Scikit-multilearn is a BSD-licensed library for multi-label classification that is built on top of the well-known scikit-learn ecosystem.
Project description
# scikit-multilearn
[![PyPI version](https://badge.fury.io/py/scikit-multilearn.svg)](https://badge.fury.io/py/scikit-multilearn)
[![License](https://img.shields.io/badge/License-BSD%202--Clause-orange.svg)](https://opensource.org/licenses/BSD-2-Clause)
[![Build Status Linux and OSX](https://travis-ci.org/scikit-multilearn/scikit-multilearn.svg?branch=master)](https://travis-ci.org/scikit-multilearn/scikit-multilearn)
[![Build Status Windows](https://ci.appveyor.com/api/projects/status/vd4k18u1lp5btaql/branch/master?svg=true)](https://ci.appveyor.com/project/niedakh/scikit-multilearn/branch/master)
__scikit-multilearn__ is a Python module capable of performing multi-label
learning tasks. It is built on-top of various scientific Python packages
([numpy](http://www.numpy.org/), [scipy](https://www.scipy.org/)) and
follows a similar API to that of [scikit-learn](http://scikit-learn.org/).
- __Website:__ [scikit.ml](http://scikit.ml)
- __Documentation:__ [scikit-multilearn Documentation](http://scikit.ml/api/index.html)
## Features
- __Native Python implementation.__ A native Python implementation for a variety of multi-label classification algorithms. To see the list of all supported classifiers, check this [link](http://scikit.ml/#classifiers).
- __Interface to Meka.__ A Meka wrapper class is implemented for reference purposes and integration. This provides access to all methods available in MEKA, MULAN, and WEKA — the reference standard in the field.
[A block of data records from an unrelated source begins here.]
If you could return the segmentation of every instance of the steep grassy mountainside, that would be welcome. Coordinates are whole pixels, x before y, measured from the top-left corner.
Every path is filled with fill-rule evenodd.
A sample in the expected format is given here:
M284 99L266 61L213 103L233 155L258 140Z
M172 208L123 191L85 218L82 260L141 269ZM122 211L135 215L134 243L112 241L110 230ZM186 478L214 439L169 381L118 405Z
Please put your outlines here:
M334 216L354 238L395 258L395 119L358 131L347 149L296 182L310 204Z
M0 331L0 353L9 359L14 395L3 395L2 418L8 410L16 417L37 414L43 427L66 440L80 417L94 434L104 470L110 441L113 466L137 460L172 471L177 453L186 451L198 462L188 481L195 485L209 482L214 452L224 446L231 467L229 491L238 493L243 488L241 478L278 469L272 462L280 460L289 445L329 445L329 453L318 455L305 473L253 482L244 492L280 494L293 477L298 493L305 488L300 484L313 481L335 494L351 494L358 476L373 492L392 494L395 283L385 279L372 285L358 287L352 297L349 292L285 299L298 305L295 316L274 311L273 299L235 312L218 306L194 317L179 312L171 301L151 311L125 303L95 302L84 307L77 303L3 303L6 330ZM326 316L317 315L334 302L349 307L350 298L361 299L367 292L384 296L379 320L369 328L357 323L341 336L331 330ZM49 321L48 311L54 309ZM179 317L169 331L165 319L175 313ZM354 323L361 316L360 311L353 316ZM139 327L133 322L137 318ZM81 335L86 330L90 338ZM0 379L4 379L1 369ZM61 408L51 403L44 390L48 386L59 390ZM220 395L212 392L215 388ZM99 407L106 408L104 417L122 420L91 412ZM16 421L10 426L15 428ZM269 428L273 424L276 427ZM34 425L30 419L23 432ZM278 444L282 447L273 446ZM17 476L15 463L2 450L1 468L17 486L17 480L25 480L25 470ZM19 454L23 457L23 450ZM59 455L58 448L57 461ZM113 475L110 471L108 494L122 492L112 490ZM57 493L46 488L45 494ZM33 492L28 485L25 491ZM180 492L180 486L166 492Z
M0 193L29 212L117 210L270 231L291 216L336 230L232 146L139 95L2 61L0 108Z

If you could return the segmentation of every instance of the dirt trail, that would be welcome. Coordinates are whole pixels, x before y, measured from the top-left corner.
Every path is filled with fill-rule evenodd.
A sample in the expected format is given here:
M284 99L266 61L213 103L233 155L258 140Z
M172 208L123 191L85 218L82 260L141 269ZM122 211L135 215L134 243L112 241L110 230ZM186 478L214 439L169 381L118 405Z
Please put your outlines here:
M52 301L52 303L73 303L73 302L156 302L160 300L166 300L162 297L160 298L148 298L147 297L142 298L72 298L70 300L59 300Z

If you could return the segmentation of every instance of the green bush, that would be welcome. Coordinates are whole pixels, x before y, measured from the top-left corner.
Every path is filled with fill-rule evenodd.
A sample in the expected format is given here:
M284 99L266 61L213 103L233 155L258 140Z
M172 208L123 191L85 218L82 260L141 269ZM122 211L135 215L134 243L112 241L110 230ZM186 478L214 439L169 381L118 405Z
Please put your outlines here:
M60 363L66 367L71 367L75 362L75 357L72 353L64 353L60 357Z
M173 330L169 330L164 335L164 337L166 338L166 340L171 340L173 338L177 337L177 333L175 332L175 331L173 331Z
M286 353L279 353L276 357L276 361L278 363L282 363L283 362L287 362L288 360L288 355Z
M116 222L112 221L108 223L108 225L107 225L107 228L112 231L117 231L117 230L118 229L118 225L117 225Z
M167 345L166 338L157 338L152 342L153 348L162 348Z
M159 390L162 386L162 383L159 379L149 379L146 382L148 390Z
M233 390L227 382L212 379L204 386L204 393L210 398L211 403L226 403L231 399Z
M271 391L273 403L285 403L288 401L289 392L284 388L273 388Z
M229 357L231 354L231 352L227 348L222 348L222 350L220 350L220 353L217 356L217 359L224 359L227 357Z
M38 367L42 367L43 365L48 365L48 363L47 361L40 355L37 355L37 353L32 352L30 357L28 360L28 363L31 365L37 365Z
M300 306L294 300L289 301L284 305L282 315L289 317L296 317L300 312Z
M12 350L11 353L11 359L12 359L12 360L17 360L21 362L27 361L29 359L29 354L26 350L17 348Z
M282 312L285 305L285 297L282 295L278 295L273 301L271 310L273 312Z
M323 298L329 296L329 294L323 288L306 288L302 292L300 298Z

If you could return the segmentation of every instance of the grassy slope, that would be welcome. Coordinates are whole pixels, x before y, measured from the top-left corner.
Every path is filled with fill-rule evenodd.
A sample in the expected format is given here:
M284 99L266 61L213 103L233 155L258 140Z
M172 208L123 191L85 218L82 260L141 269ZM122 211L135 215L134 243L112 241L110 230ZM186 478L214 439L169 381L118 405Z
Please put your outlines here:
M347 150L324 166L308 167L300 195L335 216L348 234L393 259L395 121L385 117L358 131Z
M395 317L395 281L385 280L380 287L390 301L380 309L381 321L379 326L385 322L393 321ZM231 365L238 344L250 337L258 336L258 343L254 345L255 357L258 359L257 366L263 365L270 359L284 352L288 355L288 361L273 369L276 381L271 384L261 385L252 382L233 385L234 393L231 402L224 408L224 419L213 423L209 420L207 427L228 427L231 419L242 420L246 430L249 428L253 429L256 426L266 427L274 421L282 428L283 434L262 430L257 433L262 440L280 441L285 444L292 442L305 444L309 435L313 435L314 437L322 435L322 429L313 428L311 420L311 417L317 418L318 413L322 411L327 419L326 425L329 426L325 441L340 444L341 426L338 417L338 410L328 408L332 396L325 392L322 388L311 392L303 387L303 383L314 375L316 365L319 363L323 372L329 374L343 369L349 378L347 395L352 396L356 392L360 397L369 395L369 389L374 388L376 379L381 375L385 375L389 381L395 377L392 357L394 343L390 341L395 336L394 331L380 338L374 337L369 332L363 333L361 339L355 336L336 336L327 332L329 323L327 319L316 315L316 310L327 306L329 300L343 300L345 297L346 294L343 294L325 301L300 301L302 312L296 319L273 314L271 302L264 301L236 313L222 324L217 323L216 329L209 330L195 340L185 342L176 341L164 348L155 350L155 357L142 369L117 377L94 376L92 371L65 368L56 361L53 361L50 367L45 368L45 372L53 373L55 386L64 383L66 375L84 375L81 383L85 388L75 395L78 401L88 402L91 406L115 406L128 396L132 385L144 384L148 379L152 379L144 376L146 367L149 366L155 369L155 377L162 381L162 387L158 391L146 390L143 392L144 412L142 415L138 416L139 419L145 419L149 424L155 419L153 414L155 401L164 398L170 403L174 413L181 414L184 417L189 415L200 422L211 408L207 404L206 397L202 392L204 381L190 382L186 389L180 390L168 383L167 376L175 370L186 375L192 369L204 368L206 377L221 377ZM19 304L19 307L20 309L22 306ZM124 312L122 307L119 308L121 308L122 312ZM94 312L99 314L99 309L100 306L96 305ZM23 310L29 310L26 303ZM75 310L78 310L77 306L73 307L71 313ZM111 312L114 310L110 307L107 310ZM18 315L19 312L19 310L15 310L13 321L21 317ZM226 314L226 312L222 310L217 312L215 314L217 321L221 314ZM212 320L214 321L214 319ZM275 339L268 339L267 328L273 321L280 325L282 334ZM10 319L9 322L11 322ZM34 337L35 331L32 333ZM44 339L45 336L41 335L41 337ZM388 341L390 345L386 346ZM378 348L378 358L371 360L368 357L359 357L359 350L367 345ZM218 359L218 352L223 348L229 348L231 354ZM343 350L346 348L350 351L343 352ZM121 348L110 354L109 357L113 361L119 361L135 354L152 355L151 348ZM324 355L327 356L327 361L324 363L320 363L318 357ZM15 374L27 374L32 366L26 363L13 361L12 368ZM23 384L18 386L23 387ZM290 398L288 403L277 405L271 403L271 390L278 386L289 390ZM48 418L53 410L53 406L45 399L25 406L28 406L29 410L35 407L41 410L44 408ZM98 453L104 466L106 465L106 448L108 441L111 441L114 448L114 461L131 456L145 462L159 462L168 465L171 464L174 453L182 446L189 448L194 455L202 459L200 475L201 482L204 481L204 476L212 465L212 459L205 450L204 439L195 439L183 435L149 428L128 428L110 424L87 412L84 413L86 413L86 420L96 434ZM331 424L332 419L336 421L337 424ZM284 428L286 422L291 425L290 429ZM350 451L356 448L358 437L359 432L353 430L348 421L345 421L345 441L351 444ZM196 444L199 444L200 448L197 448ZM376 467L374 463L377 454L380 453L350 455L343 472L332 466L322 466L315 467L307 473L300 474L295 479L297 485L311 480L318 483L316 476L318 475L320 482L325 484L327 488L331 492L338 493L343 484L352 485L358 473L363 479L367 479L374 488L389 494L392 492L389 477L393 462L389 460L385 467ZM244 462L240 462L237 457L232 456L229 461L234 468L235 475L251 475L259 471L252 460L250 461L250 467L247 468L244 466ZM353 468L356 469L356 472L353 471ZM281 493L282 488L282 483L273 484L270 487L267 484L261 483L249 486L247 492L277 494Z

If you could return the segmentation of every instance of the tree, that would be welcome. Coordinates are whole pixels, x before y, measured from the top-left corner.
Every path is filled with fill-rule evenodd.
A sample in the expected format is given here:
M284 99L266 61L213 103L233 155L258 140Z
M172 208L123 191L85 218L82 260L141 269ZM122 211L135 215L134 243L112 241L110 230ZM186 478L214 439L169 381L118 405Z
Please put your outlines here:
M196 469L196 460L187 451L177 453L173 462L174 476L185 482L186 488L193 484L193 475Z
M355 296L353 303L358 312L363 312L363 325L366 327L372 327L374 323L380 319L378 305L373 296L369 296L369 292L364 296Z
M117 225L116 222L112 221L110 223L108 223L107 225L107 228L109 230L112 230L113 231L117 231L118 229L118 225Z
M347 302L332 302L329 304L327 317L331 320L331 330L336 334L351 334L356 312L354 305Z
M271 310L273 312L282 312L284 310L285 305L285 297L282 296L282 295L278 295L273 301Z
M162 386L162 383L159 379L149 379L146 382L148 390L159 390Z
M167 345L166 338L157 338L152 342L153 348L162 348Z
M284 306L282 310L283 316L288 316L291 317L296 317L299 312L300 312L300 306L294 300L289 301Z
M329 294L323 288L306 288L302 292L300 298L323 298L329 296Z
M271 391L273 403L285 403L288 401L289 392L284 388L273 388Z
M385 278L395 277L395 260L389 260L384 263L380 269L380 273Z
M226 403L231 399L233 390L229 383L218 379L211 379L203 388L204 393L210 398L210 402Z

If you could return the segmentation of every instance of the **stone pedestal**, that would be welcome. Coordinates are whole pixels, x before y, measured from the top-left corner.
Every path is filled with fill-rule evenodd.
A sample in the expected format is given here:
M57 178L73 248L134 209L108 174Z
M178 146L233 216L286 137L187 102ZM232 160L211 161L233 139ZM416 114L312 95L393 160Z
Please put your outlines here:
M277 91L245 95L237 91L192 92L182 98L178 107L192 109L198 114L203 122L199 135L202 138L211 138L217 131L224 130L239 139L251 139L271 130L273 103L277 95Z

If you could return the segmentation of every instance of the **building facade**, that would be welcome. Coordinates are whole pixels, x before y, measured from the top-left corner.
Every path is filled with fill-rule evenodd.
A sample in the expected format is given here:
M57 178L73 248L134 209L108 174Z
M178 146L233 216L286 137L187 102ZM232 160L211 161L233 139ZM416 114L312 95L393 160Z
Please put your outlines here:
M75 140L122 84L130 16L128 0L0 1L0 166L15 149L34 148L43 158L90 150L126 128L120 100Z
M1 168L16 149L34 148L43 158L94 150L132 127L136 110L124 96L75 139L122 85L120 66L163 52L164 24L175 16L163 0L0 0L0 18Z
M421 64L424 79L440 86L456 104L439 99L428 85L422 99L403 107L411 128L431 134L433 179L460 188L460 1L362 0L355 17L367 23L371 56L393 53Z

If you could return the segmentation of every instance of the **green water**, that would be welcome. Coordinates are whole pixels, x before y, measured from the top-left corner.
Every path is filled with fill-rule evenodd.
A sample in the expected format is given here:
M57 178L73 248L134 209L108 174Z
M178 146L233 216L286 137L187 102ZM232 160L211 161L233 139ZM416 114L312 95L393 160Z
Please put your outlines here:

- __Builds upon giants!__ Team-up with the power of numpy and scikit. You can use scikit-learn's base classifiers as scikit-multilearn's classifiers. In addition, the two packages follow a similar API.
## Dependencies
In most cases you will want to follow the requirements defined in the requirements/*.txt files in the package.
### Base dependencies
```
scipy
numpy
future
scikit-learn
liac-arff # for loading ARFF files
requests # for dataset module
networkx # for networkX base community detection clusterers
python-louvain # for networkX base community detection clusterers
```
### GPL-incurring dependencies for two clusterers
```
python-igraph # for igraph library based clusterers
python-graphtool # for graphtool base clusterers
```
Note: Installing graphtool is complicated, please see: [graphtool install instructions](https://git.skewed.de/count0/graph-tool/wikis/installation-instructions)
## Installation
To install scikit-multilearn, simply type the following command:
```bash
$ pip install scikit-multilearn
```
This will install the latest release from the Python package index. If you
wish to install the bleeding-edge version, then clone this repository and
run `setup.py`:
```bash
$ git clone https://github.com/scikit-multilearn/scikit-multilearn.git
$ cd scikit-multilearn
$ python setup.py
```
## Basic Usage
Before proceeding to classification, this library assumes that you have
a dataset with the following matrices:
- `x_train`, `x_test`: training and test feature matrices of size `(n_samples, n_features)`
- `y_train`, `y_test`: training and test label matrices of size `(n_samples, n_labels)`
Suppose we wanted to use a problem-transformation method called Binary
Relevance, which treats each label as a separate single-label classification
problem, to a Support-vector machine (SVM) classifier, we simply perform
the following tasks:
```python
# Import BinaryRelevance from skmultilearn
from skmultilearn.problem_transform import BinaryRelevance
# Import SVC classifier from sklearn
from sklearn.svm import SVC
# Setup the classifier
classifier = BinaryRelevance(classifier=SVC(), require_dense=[False,True])
# Train
classifier.fit(X_train, y_train)
# Predict
y_pred = classifier.predict(X_test)
```
More examples and use-cases can be seen in the
[documentation](http://scikit.ml/api/classify.html). For using the MEKA
wrapper, check this [link](http://scikit.ml/api/meka.html#mekawrapper).
## Contributing
This project is open for contributions. Here are some of the ways for
you to contribute:
- Bug reports/fix
- Features requests
- Use-case demonstrations
- Documentation updates
In case you want to implement your own multi-label classifier, please
read our [Developer's Guide](http://scikit.ml/api/base.html) to help
you integrate your implementation in our API.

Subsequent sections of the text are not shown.